# Knowledge Graph Embedding: DistMult embedding for Nation dataset

In this notebook, we will use the DistMult embedding model to make predictions on the Nations dataset.
The Nations dataset is a simple dataset that contains relationships between countries.

The dataset contains three files: `train.txt`, `valid.txt`, and `test.txt`.
Each file contains triplets of the form `source_country relation target_country`.
The `entity2id.txt` file contains the mapping of country names to ids, and the `relation2id.txt` file contains the mapping of relation names to ids.

## Setup

We start by installing and importing our dependencies, and setting up our GDS client connection to the database.

In [None]:
import os
import time
import warnings
from collections import defaultdict
from neo4j.exceptions import ClientError
from tqdm import tqdm
from graphdatascience import GraphDataScience

In [None]:
warnings.filterwarnings("ignore", category=DeprecationWarning)

In [None]:
NEO4J_URI = os.environ.get("NEO4J_URI", "bolt://localhost:7687")
NEO4J_AUTH = None
NEO4J_DB = os.environ.get("NEO4J_DB", "neo4j")
if os.environ.get("NEO4J_USER") and os.environ.get("NEO4J_PASSWORD"):
    NEO4J_AUTH = (
        os.environ.get("NEO4J_USER"),
        os.environ.get("NEO4J_PASSWORD"),
    )
gds = GraphDataScience(NEO4J_URI, auth=NEO4J_AUTH, database=NEO4J_DB, arrow=True)
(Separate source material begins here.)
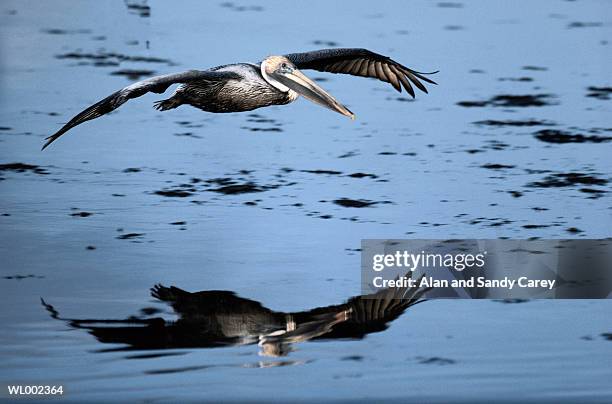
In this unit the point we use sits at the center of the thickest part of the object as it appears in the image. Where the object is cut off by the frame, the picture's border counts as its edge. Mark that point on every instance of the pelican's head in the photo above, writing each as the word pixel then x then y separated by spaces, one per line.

Create constraints to ensure that the `Entity` nodes have unique `text` properties.

In [None]:
try:
    _ = gds.run_cypher("CREATE CONSTRAINT entity_id FOR (e:Entity) REQUIRE e.text IS UNIQUE")
except ClientError:
    print("CONSTRAINT entity_id already exists")

## Download and read the data

Let's download the Nations dataset and read the data.

In [None]:
def get_text_to_id_map(data_dir, text_to_id_filename):
    with open(data_dir + "/" + text_to_id_filename, "r") as f:
        data = [x.split("\t") for x in f.read().split("\n")[:-1]]
    text_to_id_map = {text: int(id) for text, id in data}
    return text_to_id_map


def read_data():
    rel_types = {
        "train.txt": "TRAIN",
        "valid.txt": "VALID",
        "test.txt": "TEST",
    }
    url = "https://raw.githubusercontent.com/ZhenfengLei/KGDatasets/master/Nations"
    data_dir = "./Nations"

    raw_file_names = ["train.txt", "valid.txt", "test.txt"]
    node_id_filename = "entity2id.txt"
    rel_id_filename = "relation2id.txt"

    for file in raw_file_names + [node_id_filename, rel_id_filename]:
        if not os.path.exists(f"{data_dir}/{file}"):
            os.system(f"wget {url}/{file} -P {data_dir}")

    node_map = get_text_to_id_map(data_dir, node_id_filename)
    rel_map = get_text_to_id_map(data_dir, rel_id_filename)
    dataset = defaultdict(lambda: defaultdict(list))

    rel_split_id = {"TRAIN": 0, "VALID": 1, "TEST": 2}

    for file_name in raw_file_names:
        file_name_path = data_dir + "/" + file_name

        with open(file_name_path, "r") as f:
            data = [x.split("\t") for x in f.read().split("\n")[:-1]]

        for i, (src_text, rel_text, dst_text) in enumerate(data):
            source = node_map[src_text]
            target = node_map[dst_text]
            rel_type = "REL_" + rel_text.upper()
            rel_split = rel_types[file_name]

            dataset[rel_split][rel_type].append(
                {
                    "source": source,
                    "source_text": src_text,
                    "target": target,
                    "target_text": dst_text,
                    "rel_type": rel_type,
                    "rel_id": rel_map[rel_text],
                    "rel_split": rel_split,
                    "rel_split_id": rel_split_id[rel_split],
                }
            )

    print("Number of nodes: ", len(node_map))
    for rel_split in dataset:
        print(
            f"Number of relationships of type {rel_split}: ",
            sum([len(dataset[rel_split][rel_type]) for rel_type in dataset[rel_split]]),
        )
    return dataset, node_map


dataset, node_map = read_data()

## Put data in the database

We will put the data in the database, creating `Entity` nodes and relationships between them.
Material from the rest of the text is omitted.